Namun, ia menyadari pembentukan bursa komoditi yang mampu menghasilkan referensi harga tidaklah mudah. Oleh karenanya, Didid berharap ada sinergitas dari semua pihak, termasuk pelaku usaha agar itu bisa terwujud di 2023 ini.
"Setidaknya, di tahun 2023 di bulan Juni, kamu sudah berencana memasukan CPO ke dalam bursa komoditi. Diharapkan dua bulan berikutnya akan terbentuk price discovery. Sehingga pada akhir tahun bisa diharapkan adanya price reference untuk CPO," tuturnya.
Bursa Acuan Sawit Bisa Jalan Baik, Asal Kuota Ekspor Diubah
Direktur Eksekutif Gabungan Industri Minyak Nabati Indonesia (GIMNI), Sahat Sinaga, mendukung penuh program Menteri Perdagangan (Mendag) yang minta segera dibentuk indeks atau bursa harga acuan sawit.
Menurut dia, pembentukan bursa acuan sawit bakal membuat Indonesia berdaulat tentukan harga komoditas kelapa sawit tersebut. Namun, pemerintah dinilainya perlu membuat kebijakan yang membatasi porsi penjualan yang masih berorientasi pada pasar ekspor.
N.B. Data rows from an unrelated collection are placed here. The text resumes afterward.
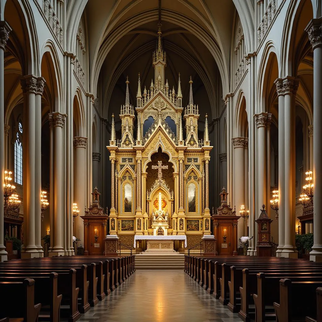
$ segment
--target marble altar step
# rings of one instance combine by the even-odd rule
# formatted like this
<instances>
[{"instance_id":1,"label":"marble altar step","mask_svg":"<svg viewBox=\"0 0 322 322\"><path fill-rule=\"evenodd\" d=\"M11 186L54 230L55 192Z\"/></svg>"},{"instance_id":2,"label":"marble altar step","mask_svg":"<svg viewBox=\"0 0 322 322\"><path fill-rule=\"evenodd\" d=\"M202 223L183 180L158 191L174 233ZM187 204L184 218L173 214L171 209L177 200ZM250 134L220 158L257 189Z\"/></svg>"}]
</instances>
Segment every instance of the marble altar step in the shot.
<instances>
[{"instance_id":1,"label":"marble altar step","mask_svg":"<svg viewBox=\"0 0 322 322\"><path fill-rule=\"evenodd\" d=\"M143 253L135 255L137 270L183 270L184 267L185 255L178 252Z\"/></svg>"}]
</instances>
"Pola bisnis sawit kita itu 40 persen domestik, 60 persen ekspor. Kalau saya sarankan, selama kita tergantung pada volume ekspor, itu akan sulit berjalan," ujar Sahat saat dijumpai di Kantor KPPU, Jakarta, Jumat (20/1/2023).
Oleh karenanya, ia mendorong Kementerian Perindustrian dan Kementerian Investasi/BKPM untuk membuat regulasi supaya pelaku industri sawit bisa fokus pada pasar domestik, dan membatasi kuota ekspor.
Advertisement
Harga Sawit Dalam Negeri
Berdasarkan catatannya, harga sawit di dalam negeri berkisar USD 200-700 per ton lebih murah dari harga ekspor. Sahat lantas membuat pengibaratan, keuntungan yang didapat dari penjualan di pasar domestik dan ekspor sebenarnya sama, tapi bisa lebih cuan di dalam negeri karena bisa menjual dengan volume lebih besar.
"Anggap rata-rata (keuntungan) USD 400 (per ton). Jadi kalau harga di luar negeri USD 1.100 per ton, harga dalam negeri USD 700. Biaya memproduksi produk A katakanlah USD 300. Berarti kalau di dalam negeri saya beli USD 800, harga saya jual USD 1.100," paparnya.
"Sedangkan kalau di luar negeri USD 1.100 jadi USD 1.400, mana lebih menguntungkan? Yang di dalam negeri kan," kata dia.
Sehingga, ia meminta agar kuota penjualan sawit diubah menjadi 60 persen dalam negeri, 40 persen ekspor. "Atau kalau bisa 65:35," desaknya.
Sahat lantas berujar, pelaku industri sawit nasional juga masih belum mau jemput bola ke pasar domestik, lantaran tata kelola industri sawit oleh pemerintah kurang baik.
"Jadi, buku suci daripada industri, regulasi konsisten. Jangan tiap minggu berubah. Jadi bukan mimpi berdoa bisa jalan, enggak akan. Perlu usaha," tegas dia.